Leinster were a sight to open eyes under Joe Schmidt for three years.

Ireland have been anything but just two rounds into the Six Nations.

The New Zealander has cultivated the educated, urbane image of a genius coach with an attacking philosophy.

The more we see of Ireland the more we begin to change our minds about what he is about.

In Europe, Schmidt started out as an attack coach, in his three years as an assistant to Vern Cotter at Clermont-Auvergne, and evolved into a master of practicality to leave observers in something of a quandary.

He is a coach difficult to define. How does he define himself?

"I don't think any coach is solely one thing or the other," he said.

"I think any coach first of all looks at their own players.

"'What are our players better at than others? What do our players get confidence from?'

"And you start from there as your base and then you look at your opponents.

"Then, you try and put together a functional way of putting an attack together, but are flexible.

"I think we try to be functional and flexible," he continued.

"Functional in the sense that people have a general idea of where we are going because, if you don't and somebody goes off by himself there's a lot of big English players who are going to bully him.

"At the same time, be flexible so that if something does arise those key decision makers can make an instinctive decision and play the game and enjoy playing the game."

He put forth the theory Ireland are working towards a three-dimensional rugby identity as a run, pass and kick proposition.

"I suppose I'm less analytical about the past than I am about the present and what the immediate future is," he stated.

"I think one of the things at this level is that every player is very proficient, so it is tougher to break down.

"If you play a two-dimensional game. You can only pass the ball backwards so if you want to go forward you've got to pass it backwards and then carry it forward.

"The only other way to progress the ball is to use the boot and, so I think, you've got to be proficient in using all three aspects of the game, and I suppose that's probably what I mean by it."
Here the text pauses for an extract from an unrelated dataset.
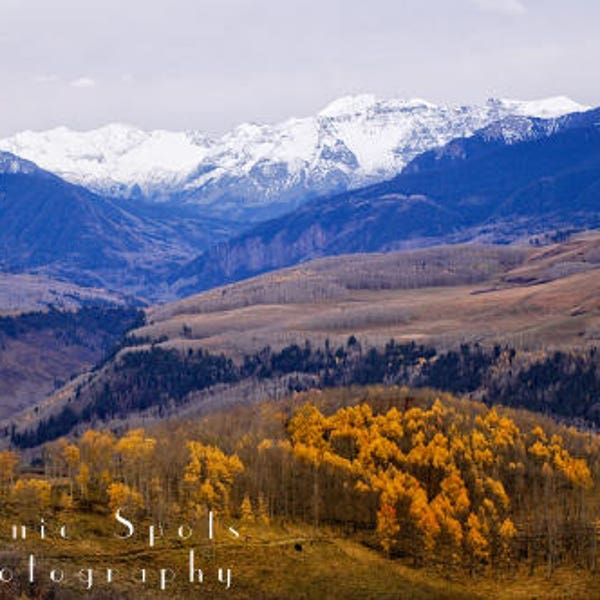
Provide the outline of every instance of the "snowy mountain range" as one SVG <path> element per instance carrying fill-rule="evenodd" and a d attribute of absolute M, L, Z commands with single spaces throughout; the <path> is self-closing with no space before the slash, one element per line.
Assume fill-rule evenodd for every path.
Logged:
<path fill-rule="evenodd" d="M 111 124 L 24 131 L 0 140 L 0 150 L 103 196 L 174 200 L 211 215 L 258 219 L 389 179 L 418 154 L 506 117 L 587 109 L 565 97 L 451 106 L 365 94 L 340 98 L 312 117 L 242 124 L 219 139 Z M 505 140 L 519 139 L 519 131 L 505 132 Z"/>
He countered the assertion Ireland have become a boring lump it and chase it proposition, unwilling or unable to full embrace Schmidt's previous template for heads-up rugby.

"Yeah look, I am not too aware of how we are perceived, but I know we have kicked less than some other teams in the Championship so far," said.

He went one step further in identifying England as the country which has kicked more than any other in the Six Nations.

"If people have a look they might find it is our opponents at the weekend," he smiled.

"You know we have no doubt that their kicking game is very strong. I think if they have kicked the ball the number of times they have kicked very, very effectively."

Schmidt leaves the impression of a rugby-aholic, an insomniacal sponge for knowledge.

"I am a bit of quiet observer of the Premiership and the Top 14," he offered, in the understatement of the year.

"Obviously having coached in European competitions for six years prior to taking this job, you see a lot of those players.

"You know the quality they have and you cannot afford to be careless in how you do things because they will counter attack and hurt you."

He went on to describe the virtues of England's back three Alex Goode, Anthony Watson and how best to break down their team.

"You can't kick carelessly to this English team. You can't carry predictably because they will bash you there.

"Therefore, I think it is going to be a real test of whatever our players can put together. I don't think we can be one-dimensional."